Rove latest casualty in Bush purge

April 21, 2006
by Geoff Elliott, Washington correspondent
The Australian

The shake-up in George W. Bush's White House is gathering momentum, with two high-profile personnel changes and more expected in the weeks and months ahead.

Karl Rove, the US President's political architect dubbed "Bush's Brain", has been stripped of a role developing policy to instead focus solely on his other role of political strategy, as Mr Bush tries to rescue his presidency.

And Mr Bush's loyal press secretary, Scott McClellan, has resigned, in another implicit acknowledgment from the White House team that the administration needs to get back on track to avoid a potential electoral sideswipe in November.

The congressional mid-term elections will be held in just under seven months and nervous Republicans have been privately urging changes at the White House as Mr Bush's approval ratings lag in the mid-30s, a record low for his presidency.

Recent polls have indicated that Americans rate the job Republicans are doing in Congress at similar levels.

More changes are afoot, with speculation centring on a cabinet shake-up expected to dump Secretary John Snow. One of Mr Bush's closest advisers, Dan Bartlett, indicated that the White House was in transition.

"Every person who works here, particularly in the White House, knows (that) when we walk through that gate right down from here, we do so as a privilege and at the request of the President," he told US television.

"That can change any day. We know that. Members of the cabinet know that. And we serve each day like it may be our last day and, if more change is necessary, changes will be made."

But some have described the makeover so far as more nip-and-tuck than facelift, since there are no signs that Mr Bush is in the mood to change the top personnel who have been key players in the Iraq War policy that has come to define and hobble his presidency - namely Vice-President Dick Cheney and Defence Secretary Donald Rumsfeld. The changes announced so far were sparked by the resignation last month of Mr Bush's chief of staff Andy Card, after five years on the job. He was replaced by another White House insider, Josh Bolten.

On his first official day on the job on Monday, Mr Bolten told senior White House staff that if any of them were considering going, now would be a good time so a new team could be in place well ahead of the November elections.

Mr McClellan, who has been something of a punching bag for the media in the past six months in the daily White House press briefings and who was considered by some Republican insiders to be much too defensive, decided to fall on his sword.

Mr Rove remains close to Mr Bush, but the decision to strip him of a role in policy-making is an acknowledgment that his undoubted political skills will be needed at their fullest to help steer the party through to the November polls.

However it also comes amid an investigation into Mr Rove's role in the leaking of the name of CIA agent Valerie Plame, whose husband Joseph Wilson had been critical of the Bush administration's use of intelligence to build the case for war in Iraq.

Democrats seized on Mr Rove's "demotion". Party chairman Howard Dean said Mr Rove has a hand in "nearly every scandal that has consumed the Bush White House".
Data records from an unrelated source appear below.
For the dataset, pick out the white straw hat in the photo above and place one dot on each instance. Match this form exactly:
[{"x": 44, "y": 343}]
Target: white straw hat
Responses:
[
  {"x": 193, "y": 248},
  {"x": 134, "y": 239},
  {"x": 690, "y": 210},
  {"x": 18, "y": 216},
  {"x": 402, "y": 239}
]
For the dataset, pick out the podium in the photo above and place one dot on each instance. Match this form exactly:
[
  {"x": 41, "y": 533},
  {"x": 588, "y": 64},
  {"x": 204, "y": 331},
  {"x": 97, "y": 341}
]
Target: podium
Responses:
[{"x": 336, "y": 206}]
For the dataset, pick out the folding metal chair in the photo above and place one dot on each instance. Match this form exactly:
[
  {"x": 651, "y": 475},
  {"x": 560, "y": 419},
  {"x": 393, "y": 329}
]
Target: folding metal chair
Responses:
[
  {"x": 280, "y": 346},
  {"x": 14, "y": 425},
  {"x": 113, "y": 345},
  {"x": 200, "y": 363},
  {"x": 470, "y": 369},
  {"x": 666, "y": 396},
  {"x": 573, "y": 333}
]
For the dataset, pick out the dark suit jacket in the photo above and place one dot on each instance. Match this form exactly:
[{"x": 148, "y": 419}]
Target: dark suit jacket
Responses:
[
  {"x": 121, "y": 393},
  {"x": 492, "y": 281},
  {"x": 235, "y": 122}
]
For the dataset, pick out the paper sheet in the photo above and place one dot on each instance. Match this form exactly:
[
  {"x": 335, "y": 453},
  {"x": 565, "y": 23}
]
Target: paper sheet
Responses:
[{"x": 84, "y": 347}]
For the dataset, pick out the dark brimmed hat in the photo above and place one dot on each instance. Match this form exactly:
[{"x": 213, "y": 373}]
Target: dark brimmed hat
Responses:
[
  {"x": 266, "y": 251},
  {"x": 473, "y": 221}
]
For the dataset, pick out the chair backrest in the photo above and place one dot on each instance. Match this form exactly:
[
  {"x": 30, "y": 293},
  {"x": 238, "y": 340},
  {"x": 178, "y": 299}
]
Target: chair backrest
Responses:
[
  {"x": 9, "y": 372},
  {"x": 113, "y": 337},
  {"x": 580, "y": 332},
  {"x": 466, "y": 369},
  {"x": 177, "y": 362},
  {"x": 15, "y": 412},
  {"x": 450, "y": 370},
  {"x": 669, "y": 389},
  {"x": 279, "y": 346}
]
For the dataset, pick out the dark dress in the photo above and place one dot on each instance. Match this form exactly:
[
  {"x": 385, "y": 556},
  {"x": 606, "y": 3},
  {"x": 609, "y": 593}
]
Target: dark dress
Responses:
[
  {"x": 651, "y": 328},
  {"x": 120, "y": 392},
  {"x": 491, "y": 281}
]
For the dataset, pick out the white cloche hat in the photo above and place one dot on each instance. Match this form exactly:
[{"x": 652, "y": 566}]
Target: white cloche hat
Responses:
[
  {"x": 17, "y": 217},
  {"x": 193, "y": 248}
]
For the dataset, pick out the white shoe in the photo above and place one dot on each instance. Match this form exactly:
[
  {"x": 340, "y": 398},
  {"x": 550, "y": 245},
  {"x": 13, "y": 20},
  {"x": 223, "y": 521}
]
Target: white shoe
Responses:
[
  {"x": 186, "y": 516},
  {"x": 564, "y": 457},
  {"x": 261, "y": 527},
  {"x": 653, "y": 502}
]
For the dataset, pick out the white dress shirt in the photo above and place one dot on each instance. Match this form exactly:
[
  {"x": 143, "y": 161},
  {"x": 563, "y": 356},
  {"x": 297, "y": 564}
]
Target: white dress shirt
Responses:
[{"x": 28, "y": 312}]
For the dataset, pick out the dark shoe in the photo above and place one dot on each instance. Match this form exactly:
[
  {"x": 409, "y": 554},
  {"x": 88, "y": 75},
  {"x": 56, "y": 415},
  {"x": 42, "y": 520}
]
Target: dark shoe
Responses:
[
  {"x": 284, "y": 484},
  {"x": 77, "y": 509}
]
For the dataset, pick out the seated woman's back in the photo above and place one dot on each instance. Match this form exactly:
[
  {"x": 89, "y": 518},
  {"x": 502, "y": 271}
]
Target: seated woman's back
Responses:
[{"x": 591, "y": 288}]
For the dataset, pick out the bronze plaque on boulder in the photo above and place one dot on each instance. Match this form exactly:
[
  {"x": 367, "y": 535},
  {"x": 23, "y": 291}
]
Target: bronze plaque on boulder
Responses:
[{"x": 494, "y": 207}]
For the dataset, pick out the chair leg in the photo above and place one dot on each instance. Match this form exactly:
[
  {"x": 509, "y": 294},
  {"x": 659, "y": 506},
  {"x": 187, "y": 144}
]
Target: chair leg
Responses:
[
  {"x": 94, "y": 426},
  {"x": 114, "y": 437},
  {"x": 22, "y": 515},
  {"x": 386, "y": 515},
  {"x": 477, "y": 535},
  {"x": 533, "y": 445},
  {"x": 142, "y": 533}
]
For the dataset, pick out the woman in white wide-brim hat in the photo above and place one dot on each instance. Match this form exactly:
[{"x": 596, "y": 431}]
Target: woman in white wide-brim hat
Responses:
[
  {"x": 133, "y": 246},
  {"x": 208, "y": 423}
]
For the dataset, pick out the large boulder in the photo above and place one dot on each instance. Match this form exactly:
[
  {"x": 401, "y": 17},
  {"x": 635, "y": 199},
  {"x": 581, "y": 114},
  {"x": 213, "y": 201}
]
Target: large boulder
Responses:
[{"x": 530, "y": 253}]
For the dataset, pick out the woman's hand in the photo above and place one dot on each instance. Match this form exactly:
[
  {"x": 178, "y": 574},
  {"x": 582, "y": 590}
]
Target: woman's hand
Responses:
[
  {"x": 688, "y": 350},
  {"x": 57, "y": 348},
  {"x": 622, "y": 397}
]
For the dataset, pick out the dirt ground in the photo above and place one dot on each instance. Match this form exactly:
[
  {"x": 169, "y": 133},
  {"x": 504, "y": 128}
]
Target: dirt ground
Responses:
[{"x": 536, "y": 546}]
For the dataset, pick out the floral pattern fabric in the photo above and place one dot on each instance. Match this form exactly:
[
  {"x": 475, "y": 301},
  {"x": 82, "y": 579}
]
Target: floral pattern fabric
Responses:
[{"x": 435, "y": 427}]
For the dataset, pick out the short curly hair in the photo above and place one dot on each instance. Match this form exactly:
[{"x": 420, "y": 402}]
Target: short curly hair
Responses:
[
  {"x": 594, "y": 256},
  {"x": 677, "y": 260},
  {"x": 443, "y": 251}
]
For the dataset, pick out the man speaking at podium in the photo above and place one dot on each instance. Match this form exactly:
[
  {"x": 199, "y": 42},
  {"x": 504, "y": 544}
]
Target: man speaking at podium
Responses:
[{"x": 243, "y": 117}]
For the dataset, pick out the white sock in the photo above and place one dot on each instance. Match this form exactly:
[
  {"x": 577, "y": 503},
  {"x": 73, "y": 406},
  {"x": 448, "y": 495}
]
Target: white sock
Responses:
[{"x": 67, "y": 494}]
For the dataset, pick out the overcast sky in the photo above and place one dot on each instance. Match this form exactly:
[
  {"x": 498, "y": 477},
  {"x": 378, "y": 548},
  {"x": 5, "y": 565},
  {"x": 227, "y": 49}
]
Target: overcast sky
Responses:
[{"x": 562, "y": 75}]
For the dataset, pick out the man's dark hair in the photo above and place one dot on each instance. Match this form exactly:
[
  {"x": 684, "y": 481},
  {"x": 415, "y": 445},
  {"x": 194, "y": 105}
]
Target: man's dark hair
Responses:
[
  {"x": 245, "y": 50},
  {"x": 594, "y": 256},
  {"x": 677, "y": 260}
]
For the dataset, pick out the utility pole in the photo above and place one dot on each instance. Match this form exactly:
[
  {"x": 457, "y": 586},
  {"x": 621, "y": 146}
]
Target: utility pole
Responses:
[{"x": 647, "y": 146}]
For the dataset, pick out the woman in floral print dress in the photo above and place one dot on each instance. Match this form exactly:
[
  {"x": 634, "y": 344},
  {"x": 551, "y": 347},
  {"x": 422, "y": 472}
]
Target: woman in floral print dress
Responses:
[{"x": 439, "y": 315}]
"But a demotion is not enough," he said. "From the collapse of the President's scheme to privatise social security (America's pension system) to Rove's involvement in the outing of a covert CIA agent's identity while he still holds a security clearance, the President has abundant reason to fire Karl Rove.

"The Bush White House is merely engaging in window dressing."

Mr Rove will remain as one of three deputies to Mr Bolten.

His policy role, acquired after guiding Mr Bush's 2004 re-election, will be taken over by Joel Kaplan, the former deputy to Mr Bolten in his previous role as budget chief in the White House.